La difficulté vient de ce que les académiciens, à compter de 1932-35 (huitième édition du DAF) acceptent, tolèrent, notent, enregistrent comme conforme au bon usage l’emploi de « par ailleurs » comme adverbe ou locution adverbiale et dans un sens adversatif ou oppositif : « locution adverbiale. D'un autre côté, pour un autre motif, par un autre moyen. Je l'ai trouvé très irrité et, par ailleurs, décidé à se retirer ». Il en va de même dans le Trésor de la langue française (1971-94). Les deux emplois sont relevés : « (Connaître, savoir) par ailleurs, par une autre voie, par un autre moyen d'information : Mais l'enfer est une hypothèse bien peu conforme à ce que nous savons par ailleurs de la bonté divine » (RENAN, Souvenirs d'enfance et de jeunesse, 1883) ; et celui de locution adverbiale figée. Deux sous emplois sont même distingués : « Par ailleurs. Synonyme d'un autre côté. a) Loc. adv. de phrase. Indique que l'on mentionne à titre complémentaire et comme en passant, des aspects que l'on n'a pas encore envisagés.

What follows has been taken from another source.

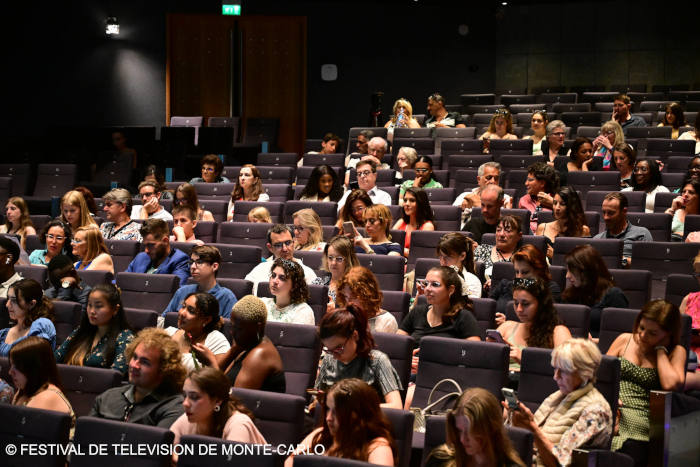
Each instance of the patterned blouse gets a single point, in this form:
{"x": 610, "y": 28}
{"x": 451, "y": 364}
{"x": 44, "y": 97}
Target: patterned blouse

Synonyme pour le reste : Helvétius, par ailleurs honnête homme et bon homme, (mot dont on a trop mésusé, et qu'il faut faire revenir à sa première valeur), Helvétius marié, se faisoit amener chaque nuit une nouvelle maîtresse par son valet de chambre, qui les cherchoit, autant qu'il pouvoit, dans la classe honnête du peuple » (CHATEAUBRIAND, Essai sur les Révolutions, 1797) et b) « Loc. adv. portant sur un adjectif ou un participe (emploi que condamne Féraud) indique que la qualité nouvelle exprimée par cet adjectif ou ce participe n'est pas mise en cause par ce qui précède : Odette souhaitait qu'il cultivât des relations si utiles, mais elle était par ailleurs portée à les croire peu chic, depuis qu'elle avait vu passer dans la rue la marquise de Villeparisis en robe de laine noire, avec un bonnet à brides (PROUST, À la recherche du temps perdu, Du côté de chez Swann, 1913) ; Elle est, par ailleurs, trop unie à lui et mon amitié les confond trop pour que cette défense me soit douloureuse (BOUSQUET, Traduit du silence, 1935-1936) ». Cette description est suivie des remarques suivantes : « En tant que loc. adv. figée, par ailleurs n'est enregistrée ni par LITTRÉ, ni par Ac. avant l'édition de 1932. 2. Cette loc. exprime souvent une nuance d'opposition avec l'énoncé qui précède ou qui suit ».
Les académiciens valident dans la neuvième édition du DAF (en cours de publication) les deux emplois jugés recevables en 1932, locatif et oppositif : « Par ailleurs, par une autre voie. Ne passez pas par là : il y a des travaux ; passez par ailleurs. Fig. J'ai su par ailleurs qu'il allait se marier. Loc. adv. Par ailleurs, d'autre part, d'un autre point de vue, pour le reste. C'est une affaire dont, par ailleurs, j'ignore tout ».